I haven't delved deeply into that. Once I found a nice incantation for
decrypting PGP messages, I stopped. I think a filter rule would be what
you'd want for archiving messages. Whether it'd be possible to
auto-retrieve a thread from an "archive" folder upon receipt of a new
message, I don't know. Since you can invoke external programs, it's
likely possible, but you'd have to roll your procedure.

I'm not aware that Sylpheed has any db of metadata about specific
messages.

> 2) it looks like sylpheed stores each email as an individual message.
> While this seems a good way to solve the corruption issues that
> plagued early versions of Thunderbird, it looks like an even better
> way to tax the filesystem, both in terms of seeks and in terms of
> inodes. Just to get an idea on how this scales (and not to nose): how
> many emails do you receive per day, and how many do you keep? How
> often do you search them and with what responsiveness? I couldn't find
> info about an index, which would be essential for searching (recursive
> grepping) in thousands and thousand of files! I need something that
> would scale gracefully in terms of hundreds of emails per day received
> and about half saved - kept "forever" (what? am I gonna die? Ok, let's
> say for 10 years - hope to live much longer than that, but I'm ok with
> just 10 years of email storage)

I really can't speak to this much, as I don't save much e-mail for
extended periods. I have some going back to 2003, but by and large I
delete most correspondence after a few months. I currently have ~3770
messages stored, among 16 folders, and I don't notice any performance
problems. If I can't think of which folder some thing might be in, I do a
recursive grep from the command line to find it. Otherwise, the search
function in Sylpheed is adequate.

I much prefer MH format to mailbox. One thing I do is use a cron job to
clean out my trash folder. It's a simple matter of deleting files
containing some search criteria, found using grep. Things such as notices
from the library, my logwatch output, and mailing list stuff, are trivial
to delete on a file basis. Sure, there are tools, such as formail, which
let you operate on a mailbox. But it sure seems easier to me to work on
individual files. I used to do that more often, and I don't recall
specifics about a couple things I was trying to do years ago which were
downright awful with a mailbox file, and easy with MH files.

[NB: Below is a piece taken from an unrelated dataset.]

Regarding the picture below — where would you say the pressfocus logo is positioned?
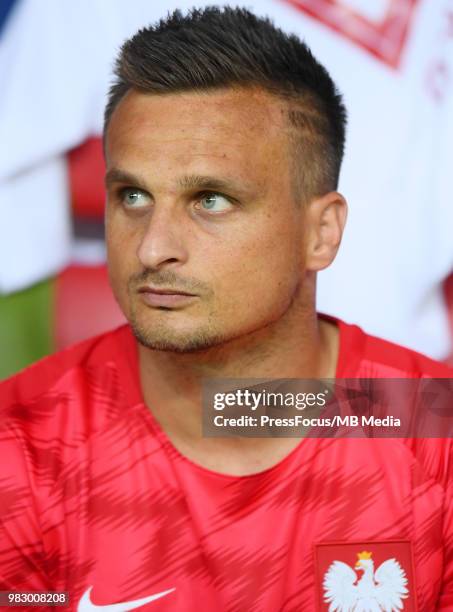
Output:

I don't have any good metrics on volume. I certainly don't get hundreds
daily. Some days, I get nothing but the nightly logwatch.

Also, be aware that I'm not at the latest version, nor have I searched
exhaustively for plugins and whatnot to make Sylpheed to thing X or Y. It
suits my needs quite well as is. Maybe there's an index/search plugin or
extension. Looking at the Sylpheed-Claws fork might turn up a bunch of
cool stuff.

I would also say that there's little harm in installing it, and importing
your huge mailbox file, and then playing with it.